3. En l'espèce, l'Eurl Mercuel, dont M. A... est gérant et associé unique, a revendu à M. et Mme A..., par acte du 27 janvier 2012, un terrain à bâtir, route de Mourex à Grilly, d'une surface totale de 1 573 m², constitué de trois parcelles, sur lequel était implanté une maison en cours de construction, au prix de 400 000 euros. L'administration fiscale a remis en cause ce prix de cession en estimant que la valeur vénale du terrain devait être évaluée à 663 128 euros, évaluation qu'elle a ramenée à un montant de 500 638 euros après saisine de l'interlocuteur fiscal départemental. Pour évaluer cette valeur vénale, l'administration a estimé que le terrain à bâtir devait être évalué au prix de 300 euros le mètre carré, cette évaluation reposant sur l'analyse de plusieurs termes de comparaison constitués par des transactions intervenues en 2010 et 2011 pour des terrains à bâtir, dans un rayon de trois kilomètres du terrain en litige, à savoir la vente en février 2010 d'un terrain sur la commune de Cessy d'une surface de 1 546 m², au prix de 395 000 euros, la vente en octobre 2010 d'un terrain de 1 706 m² sur la commune de Divonne-les-Bains au prix de 540 000 euros, la vente en décembre 2011 d'un terrain de 1 119 m² sur la commune de Divonne-les-Bains au prix de 485 000 euros et enfin la vente en avril 2011 du terrain mitoyen à celui en litige, d'une surface de 1 060 m² pour un montant de 355 000 euros et après application d'un abattement de 10 % compte tenu de la différence d'attractivité du secteur avec la commune voisine de Divonne-les-Bains. Elle a ensuite appliqué, d'une part, un abattement de 10% sur la valeur du terrain ainsi obtenue en raison de sa faible attractivité compte tenu de la présence d'une construction en cours sur le terrain et, d'autre part, un abattement de 10% pour prendre en compte les risques inhérents à la reprise d'une construction existante, sur les coûts de construction de la maison desquels elle a préalablement retranché les frais de viabilisation du terrain.

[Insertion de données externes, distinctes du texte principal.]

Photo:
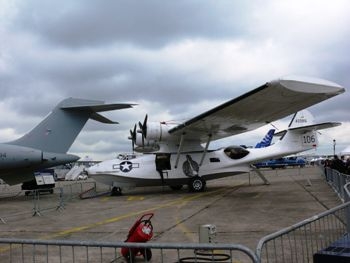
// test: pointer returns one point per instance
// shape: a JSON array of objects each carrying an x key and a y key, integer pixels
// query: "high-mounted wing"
[{"x": 272, "y": 101}]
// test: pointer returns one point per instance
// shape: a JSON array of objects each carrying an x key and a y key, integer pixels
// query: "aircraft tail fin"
[
  {"x": 266, "y": 141},
  {"x": 57, "y": 132},
  {"x": 302, "y": 134}
]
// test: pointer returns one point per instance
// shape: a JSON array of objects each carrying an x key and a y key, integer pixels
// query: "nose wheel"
[{"x": 197, "y": 184}]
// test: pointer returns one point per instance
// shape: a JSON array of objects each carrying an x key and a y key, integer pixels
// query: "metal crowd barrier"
[
  {"x": 298, "y": 243},
  {"x": 38, "y": 201},
  {"x": 18, "y": 250},
  {"x": 337, "y": 181}
]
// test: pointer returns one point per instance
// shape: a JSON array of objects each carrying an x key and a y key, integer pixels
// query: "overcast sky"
[{"x": 175, "y": 59}]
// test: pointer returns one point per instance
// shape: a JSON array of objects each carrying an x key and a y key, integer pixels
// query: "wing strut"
[
  {"x": 179, "y": 149},
  {"x": 205, "y": 150}
]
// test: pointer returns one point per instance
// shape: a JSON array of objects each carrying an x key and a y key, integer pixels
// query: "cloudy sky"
[{"x": 173, "y": 58}]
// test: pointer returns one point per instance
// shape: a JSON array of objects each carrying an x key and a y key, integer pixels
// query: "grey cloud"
[{"x": 146, "y": 23}]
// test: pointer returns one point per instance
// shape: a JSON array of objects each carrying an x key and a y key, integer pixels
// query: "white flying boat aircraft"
[{"x": 177, "y": 155}]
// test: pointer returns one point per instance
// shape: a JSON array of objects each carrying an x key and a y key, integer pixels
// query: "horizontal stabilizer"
[
  {"x": 98, "y": 117},
  {"x": 313, "y": 127},
  {"x": 58, "y": 130}
]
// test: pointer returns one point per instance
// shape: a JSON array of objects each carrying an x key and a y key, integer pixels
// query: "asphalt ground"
[{"x": 242, "y": 208}]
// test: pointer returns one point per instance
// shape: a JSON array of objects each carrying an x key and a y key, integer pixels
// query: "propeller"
[
  {"x": 143, "y": 130},
  {"x": 132, "y": 137}
]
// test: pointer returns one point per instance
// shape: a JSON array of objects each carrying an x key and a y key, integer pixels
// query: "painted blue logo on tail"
[{"x": 266, "y": 141}]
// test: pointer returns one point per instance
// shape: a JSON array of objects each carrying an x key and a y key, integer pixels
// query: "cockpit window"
[{"x": 236, "y": 152}]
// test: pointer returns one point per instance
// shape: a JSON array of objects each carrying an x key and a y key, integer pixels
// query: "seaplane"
[{"x": 178, "y": 154}]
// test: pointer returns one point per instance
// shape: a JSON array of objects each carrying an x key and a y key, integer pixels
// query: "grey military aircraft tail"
[{"x": 47, "y": 144}]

4. Il ressort des écritures présentées par M. A... en appel que le prix de 300 euros par mètre carré à retenir n'est plus sérieusement contesté, l'appelant prenant lui-même en compte un tel prix pour évaluer le bien litigieux à 385 380 euros. M. A... soutient cependant qu'il convient de ne retenir qu'une surface de 1 071 m² en raison de la forte déclivité d'une partie du terrain et de la servitude de passage grevant une des parcelles. Toutefois, si ces éléments rendent inexploitables une partie du terrain, ils permettent d'augmenter la valeur du bien eu égard à une plus grande superficie et un éloignement des constructions voisines. En outre, par les abattements pratiqués, l'administration a pris en compte la plus faible attractivité de la zone considérée, l'existence d'une construction en cours et la non-conformité de celle-ci au permis de construire accordé. Enfin, si M. A... se prévaut de l'évaluation réalisée par un expert qu'il a mandaté retenant un prix au m² de 250 euros et une valeur vénale du bien considéré de 384 000 euros, il ressort de ce rapport d'expertise que l'expert a pris comme termes de comparaison des transactions concernant des terrains viabilisables et non viabilisés alors qu'il est constant que l'acte de vente du 27 janvier 2012 a porté sur une parcelle de terrain à bâtir et que le coût de la construction et les coûts de viabilisation ont été évalués entre l'EURL et son gérant à la somme de 136 172,69 euros dont 51 809,38 euros au titre des frais de viabilisation. Ces termes de comparaison n'apparaissent donc pas pertinents au regard du bien en litige. M. A... conteste également un des termes de comparaison retenu par l'administration à savoir la vente du terrain mitoyen ne présentant pas, selon lui, les mêmes caractéristiques. Toutefois, cette transaction a été conclue au prix de 350 euros le mètre carré soit un prix supérieur à celui retenu par le service. Dans ces conditions, l'administration apporte la preuve que le prix de vente du bien litigieux a été minoré d'un montant de 100 638 euros, ce qui constitue un écart significatif d'environ 25% avec le prix de vente retenu par les parties.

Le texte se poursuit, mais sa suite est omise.